On Wed, Mar 20, 2024 at 09:10:48AM -0700, Andrea Bolognani wrote:
On Wed, Mar 20, 2024 at 10:18:39AM -0400, Stefan Berger wrote:
> On 3/20/24 08:23, Peter Krempa wrote:
> > Did you consider the case when the migration fails and the VM will be
> > restored to run on the source host again? In such case doin the
> > relabelling might break the source host.
>
> Right. I seem to remember testing such scenarios. I had to put an exit() (or
> something like it) into swtpm on the destination side to trigger the
> fallback to the source side. The swtpm on the source side had closed file
> access and wants to open them (lockfile) again and so the files needed to be
> labeled correctly if the storage on the source side is
> on the disk and exported via NFS from there (iirc). If the storage is
> NFS-exported from a 3rd host it probably would not require the labels.

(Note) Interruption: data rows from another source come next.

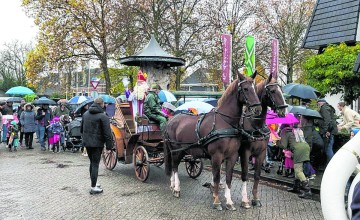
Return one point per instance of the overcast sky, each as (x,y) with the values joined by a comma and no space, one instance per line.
(14,24)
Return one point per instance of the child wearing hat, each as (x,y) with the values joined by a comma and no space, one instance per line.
(13,132)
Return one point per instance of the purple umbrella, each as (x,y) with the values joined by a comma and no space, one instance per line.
(273,118)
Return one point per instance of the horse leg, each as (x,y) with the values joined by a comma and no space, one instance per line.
(216,164)
(245,154)
(259,160)
(230,163)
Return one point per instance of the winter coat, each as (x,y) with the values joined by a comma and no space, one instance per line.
(14,129)
(351,119)
(152,104)
(27,120)
(56,128)
(44,120)
(301,150)
(328,123)
(7,110)
(95,128)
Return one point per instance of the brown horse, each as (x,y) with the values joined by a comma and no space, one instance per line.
(214,135)
(256,135)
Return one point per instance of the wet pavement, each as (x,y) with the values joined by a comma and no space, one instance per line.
(44,185)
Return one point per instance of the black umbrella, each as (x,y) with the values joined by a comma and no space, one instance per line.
(302,110)
(211,101)
(44,101)
(301,91)
(14,99)
(78,109)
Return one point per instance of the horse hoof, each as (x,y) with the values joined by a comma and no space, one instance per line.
(256,203)
(217,206)
(176,194)
(245,205)
(230,207)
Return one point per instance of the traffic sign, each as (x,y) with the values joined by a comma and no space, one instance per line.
(94,83)
(94,94)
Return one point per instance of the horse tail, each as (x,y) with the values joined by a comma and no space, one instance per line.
(167,159)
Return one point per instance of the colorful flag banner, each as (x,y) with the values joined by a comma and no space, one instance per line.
(226,61)
(274,58)
(250,55)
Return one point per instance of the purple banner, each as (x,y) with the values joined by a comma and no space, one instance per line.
(274,58)
(226,61)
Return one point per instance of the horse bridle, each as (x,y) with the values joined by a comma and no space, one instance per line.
(241,90)
(270,96)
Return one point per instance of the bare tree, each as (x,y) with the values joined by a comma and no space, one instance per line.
(286,21)
(12,58)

I didn't really consider the failure scenario, so thank you for
bringing that up.
I think it would be still fine. If the source has NFS storage, then
access will keep working regardless of what relabeling the
destination has been up to in the meantime. And if the source has
local storage, then the relabeling on the destination (via NFS) will
not actually have touched the SELinux labels.
The only concern I have is that, when going from local to NFS, labels
might have been restored on the source side. But I assume that
restoring only happens once the migration has been confirmed as
successful? I'll check.
Once again, as far as I can tell (please let me know if I'm wrong!)
there is no special casing when it comes to disks and other types of
persistent storage, so if this approach was problematic I would have
expected many issues to have been reported by now.
I've tested this to confirm. My trick to simulating a migration
failure was to add
<qemu:commandline>
<qemu:arg value='-machine'/>
<qemu:arg value='pc-i440fx-6.0'/>
</qemu:commandline>
to the migration XML, where the VM uses a different machine type in
its configuration. This results in something like
process exited while connecting to monitor: qemu-system-x86_64:
-device
{"driver":"pcie-root-port","port":8,"chassis":1,"id":"pci.1",\
"bus":"pcie.0","multifunction":true,"addr":"0x1"}:
Bus 'pcie.0' not found
which should be a decent enough proxy for the kind of "we went as far
as attempting to start the QEMU process on the destination host, then
things went sideways" failure that we'd experience as a consequence
of a permission error. Suggestions on how to improve the test
methodology are very much appreciated :)
Anyway, based on what I've seen I think I can confirm my initial
intuition as reported above. Things work the way you expect, in that
upon migration failure the VM keeps happily chugging along on the
source host.
--
Andrea Bolognani / Red Hat / Virtualization